Our confidence in each of these sites being positively selected is calculated using the posterior probability and summarized in the P values shown. P values vary from 0.00 (no evidence for belonging in the positively selected category) to 1.00 (100% confidence of belonging in the positively selected category).
Dark gray area refers to residues deemed to be false positives due to poor alignment of the U2af1-rs sequences.

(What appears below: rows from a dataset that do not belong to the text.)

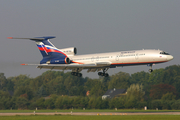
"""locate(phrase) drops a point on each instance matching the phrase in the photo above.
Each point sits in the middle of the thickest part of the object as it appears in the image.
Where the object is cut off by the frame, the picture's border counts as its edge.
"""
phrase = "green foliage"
(168, 96)
(157, 91)
(135, 91)
(120, 80)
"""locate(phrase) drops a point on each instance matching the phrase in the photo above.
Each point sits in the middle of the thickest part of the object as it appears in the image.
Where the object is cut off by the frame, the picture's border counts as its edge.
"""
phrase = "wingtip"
(9, 37)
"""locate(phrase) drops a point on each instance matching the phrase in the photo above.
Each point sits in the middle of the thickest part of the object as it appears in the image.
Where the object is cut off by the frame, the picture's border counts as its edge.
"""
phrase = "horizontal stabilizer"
(34, 39)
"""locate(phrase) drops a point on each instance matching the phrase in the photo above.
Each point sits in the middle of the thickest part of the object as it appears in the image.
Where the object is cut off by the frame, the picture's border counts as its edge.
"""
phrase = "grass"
(134, 117)
(91, 110)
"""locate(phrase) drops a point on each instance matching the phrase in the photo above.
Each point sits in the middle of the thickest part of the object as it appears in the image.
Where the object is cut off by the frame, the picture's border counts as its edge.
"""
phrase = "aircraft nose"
(169, 57)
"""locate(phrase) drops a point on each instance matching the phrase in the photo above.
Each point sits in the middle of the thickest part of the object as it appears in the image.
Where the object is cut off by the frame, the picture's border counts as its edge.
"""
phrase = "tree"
(120, 80)
(22, 103)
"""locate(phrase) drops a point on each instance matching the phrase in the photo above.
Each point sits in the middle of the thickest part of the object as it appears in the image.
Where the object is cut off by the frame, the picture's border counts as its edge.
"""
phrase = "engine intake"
(60, 61)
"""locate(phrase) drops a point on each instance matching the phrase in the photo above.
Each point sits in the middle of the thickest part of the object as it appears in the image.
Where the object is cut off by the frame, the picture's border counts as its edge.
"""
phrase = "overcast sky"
(92, 26)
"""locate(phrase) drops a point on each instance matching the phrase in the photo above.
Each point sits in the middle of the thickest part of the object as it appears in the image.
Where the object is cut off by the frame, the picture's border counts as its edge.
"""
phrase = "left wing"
(92, 67)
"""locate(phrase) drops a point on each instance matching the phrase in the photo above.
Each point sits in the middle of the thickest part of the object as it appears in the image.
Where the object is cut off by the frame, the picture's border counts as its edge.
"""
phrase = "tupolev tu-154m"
(66, 59)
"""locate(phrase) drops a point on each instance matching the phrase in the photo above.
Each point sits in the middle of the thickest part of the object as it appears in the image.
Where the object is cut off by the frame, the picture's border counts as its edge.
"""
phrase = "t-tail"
(51, 54)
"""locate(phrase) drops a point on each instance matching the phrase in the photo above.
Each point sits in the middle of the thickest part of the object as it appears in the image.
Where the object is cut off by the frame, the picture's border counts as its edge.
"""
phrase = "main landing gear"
(103, 73)
(151, 70)
(76, 73)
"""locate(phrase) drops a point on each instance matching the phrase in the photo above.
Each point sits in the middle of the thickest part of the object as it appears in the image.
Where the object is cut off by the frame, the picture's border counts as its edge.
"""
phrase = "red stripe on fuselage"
(138, 63)
(77, 62)
(50, 50)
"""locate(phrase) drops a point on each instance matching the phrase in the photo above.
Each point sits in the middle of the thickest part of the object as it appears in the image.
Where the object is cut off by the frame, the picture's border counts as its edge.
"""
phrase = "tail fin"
(47, 49)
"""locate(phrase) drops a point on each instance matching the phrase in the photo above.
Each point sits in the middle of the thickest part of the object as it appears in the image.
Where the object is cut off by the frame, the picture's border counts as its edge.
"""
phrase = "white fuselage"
(124, 58)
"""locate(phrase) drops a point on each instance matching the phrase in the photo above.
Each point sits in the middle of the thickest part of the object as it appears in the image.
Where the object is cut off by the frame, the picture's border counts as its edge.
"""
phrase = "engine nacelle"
(69, 51)
(59, 61)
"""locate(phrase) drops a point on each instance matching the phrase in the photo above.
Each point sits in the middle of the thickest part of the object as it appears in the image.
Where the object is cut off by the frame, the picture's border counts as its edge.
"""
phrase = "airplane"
(66, 59)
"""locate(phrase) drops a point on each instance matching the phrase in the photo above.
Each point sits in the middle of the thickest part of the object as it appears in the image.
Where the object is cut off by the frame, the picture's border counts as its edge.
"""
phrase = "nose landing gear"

Figure 4Three-dimensional structure of U2af1-rs proteins. (A) Disorder prediction. Positions of all the positively selected residues along the protein are shown as gray triangles. Position of U2af35-homologous domain shown as thick black line. Positively selected residue within this domain shown as white triangle. Thin black line denotes disorder probability 0.5. Values above this predict disorder. (B and C) Closeup view of the neighboring residues to the positively selected residue. (D) U2AF1-RS2 isoelucine. (E) U2AF1-RS1 valine. Residues within 6 Angstrom cut-off from the isoleucine residue or valine residues are colored by secondary structure: beta-sheets yellow, alpha helix purple, and coil white.

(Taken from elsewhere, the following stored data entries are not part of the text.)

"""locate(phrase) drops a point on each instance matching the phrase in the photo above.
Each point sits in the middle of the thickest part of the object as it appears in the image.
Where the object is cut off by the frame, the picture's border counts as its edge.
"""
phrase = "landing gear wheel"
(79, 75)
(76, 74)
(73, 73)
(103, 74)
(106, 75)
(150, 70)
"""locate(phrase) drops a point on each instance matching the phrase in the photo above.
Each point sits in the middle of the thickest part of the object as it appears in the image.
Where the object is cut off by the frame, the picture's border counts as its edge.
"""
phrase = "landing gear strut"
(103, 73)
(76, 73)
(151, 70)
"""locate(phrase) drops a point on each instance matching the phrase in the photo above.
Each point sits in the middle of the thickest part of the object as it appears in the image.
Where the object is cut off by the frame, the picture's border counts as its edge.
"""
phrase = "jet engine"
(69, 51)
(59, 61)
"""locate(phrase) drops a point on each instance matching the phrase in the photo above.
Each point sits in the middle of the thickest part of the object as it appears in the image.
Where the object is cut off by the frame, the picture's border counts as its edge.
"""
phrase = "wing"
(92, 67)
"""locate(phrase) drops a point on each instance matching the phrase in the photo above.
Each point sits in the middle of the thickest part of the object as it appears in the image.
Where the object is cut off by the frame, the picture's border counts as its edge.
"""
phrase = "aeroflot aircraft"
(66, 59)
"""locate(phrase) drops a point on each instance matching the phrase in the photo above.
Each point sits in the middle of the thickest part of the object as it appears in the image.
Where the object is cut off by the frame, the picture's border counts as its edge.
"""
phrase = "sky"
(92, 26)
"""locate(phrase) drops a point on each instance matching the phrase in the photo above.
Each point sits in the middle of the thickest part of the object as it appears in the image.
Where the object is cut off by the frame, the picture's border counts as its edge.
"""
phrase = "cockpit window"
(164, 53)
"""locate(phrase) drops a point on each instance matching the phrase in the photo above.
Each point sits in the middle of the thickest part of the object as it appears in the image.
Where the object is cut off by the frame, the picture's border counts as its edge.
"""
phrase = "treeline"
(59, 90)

Figure 5Expression for mouse retrogenes and their parent genes during spermatogenesis. GC RMA values for two biological replicates were averaged. Data were extracted from GEO dataset GDS2930 from Namekawa et al 2006. Probe identifiers were 1425018_at for Mcts1, 1451058_at for Mcts2, 1417411_at for Nap1l5, 1418046_at for Nap1l2, 1449354_at for U2af1-rs1, and 1455727_at for U2af1-rs2. There was no specific probe for Inpp5f_v2, so this gene could not be included.